Entrando nel santuario di molti monasteri buddhisti si resta colpiti nello scorgere fra le mille policrome immagini degli jataka che narrano le precedenti esistenze del Buddha storico anche alcuni quadri che raffigurano efferate punizioni infernali.
D’altra parte anche il lato orientale della galleria Sud di Angkor Vat è interamente occupata da un bassorilievo che raffigura il giudizio dei morti da parte del dio Yama e illustra i paradisi e gli inferni che popolavano il mondo fantastico degli antichi Khmer. Yama, il giudice supremo dalle molteplici braccia, appare assiso sulla sua cavalcatura sacra, il bufalo, e delega ai suoi due assistenti, Dharma e Citragupta, il compito di comminare le pene a coloro che devono essere precipitati fra i supplizi infernali.
Alcune brevi iscrizioni raccontano che nel "aldilà" khmer esistevano ben 32 inferni. Più numerosi erano i cieli paradisiaci, 37, ove chi bene aveva meritato, rispettando la legge celeste e la volontà imperiale, viveva un esistenza di indolente beatitudine in lussuosi palazzi, circondato da servitori, allietato da apsaras danzanti e godendo di piaceri assai mondani.
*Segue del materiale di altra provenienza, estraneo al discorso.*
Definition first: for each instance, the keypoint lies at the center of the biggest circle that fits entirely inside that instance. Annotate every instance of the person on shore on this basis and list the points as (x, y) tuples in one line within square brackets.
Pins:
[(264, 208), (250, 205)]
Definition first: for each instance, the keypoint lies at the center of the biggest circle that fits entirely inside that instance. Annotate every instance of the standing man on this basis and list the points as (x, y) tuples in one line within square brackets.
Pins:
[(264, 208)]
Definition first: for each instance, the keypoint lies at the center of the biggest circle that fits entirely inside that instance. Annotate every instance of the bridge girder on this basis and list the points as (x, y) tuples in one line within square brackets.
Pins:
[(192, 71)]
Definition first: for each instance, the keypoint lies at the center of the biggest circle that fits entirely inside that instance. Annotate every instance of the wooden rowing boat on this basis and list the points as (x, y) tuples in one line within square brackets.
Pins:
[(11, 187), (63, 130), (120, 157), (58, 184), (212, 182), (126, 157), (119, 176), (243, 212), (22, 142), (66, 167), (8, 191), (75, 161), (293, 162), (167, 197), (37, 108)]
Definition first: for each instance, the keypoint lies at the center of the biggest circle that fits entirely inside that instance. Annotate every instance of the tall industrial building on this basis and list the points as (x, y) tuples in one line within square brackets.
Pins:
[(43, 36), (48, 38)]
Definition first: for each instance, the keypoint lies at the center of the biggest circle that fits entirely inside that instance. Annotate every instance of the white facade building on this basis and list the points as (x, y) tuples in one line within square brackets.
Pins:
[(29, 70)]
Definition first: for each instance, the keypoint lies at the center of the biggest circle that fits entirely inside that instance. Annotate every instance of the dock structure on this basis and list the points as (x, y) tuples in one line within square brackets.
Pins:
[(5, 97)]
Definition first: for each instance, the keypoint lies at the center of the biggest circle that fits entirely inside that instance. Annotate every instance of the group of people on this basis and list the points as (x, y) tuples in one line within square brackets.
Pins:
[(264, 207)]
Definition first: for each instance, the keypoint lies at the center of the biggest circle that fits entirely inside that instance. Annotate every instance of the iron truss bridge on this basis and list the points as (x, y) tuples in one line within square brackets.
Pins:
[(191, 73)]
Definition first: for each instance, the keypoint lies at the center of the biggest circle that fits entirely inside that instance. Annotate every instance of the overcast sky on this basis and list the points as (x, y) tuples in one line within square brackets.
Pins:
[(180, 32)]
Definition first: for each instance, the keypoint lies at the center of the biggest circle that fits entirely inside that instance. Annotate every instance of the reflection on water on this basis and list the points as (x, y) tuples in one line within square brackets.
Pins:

Gli stessi palazzi celesti, poggiati su un basamento in pietra decorato da immagini di garuda in posizione di "atlante" dal quale si alzano slanciati padiglioni lignei, non possono non far pensare allo stesso Palazzo reale di Angkor, così come si può ritenere che fosse nei tempi antichi.
Altrettanto realistica, ma di ben diverso tono, è la rappresentazione degli inferni dove la stessa fantasia del padre Dante si troverebbe in difficoltà nel trovare supplizi più efferati e pene e tormenti tali da incutere terrore anche al più reprobo fra i peccatori.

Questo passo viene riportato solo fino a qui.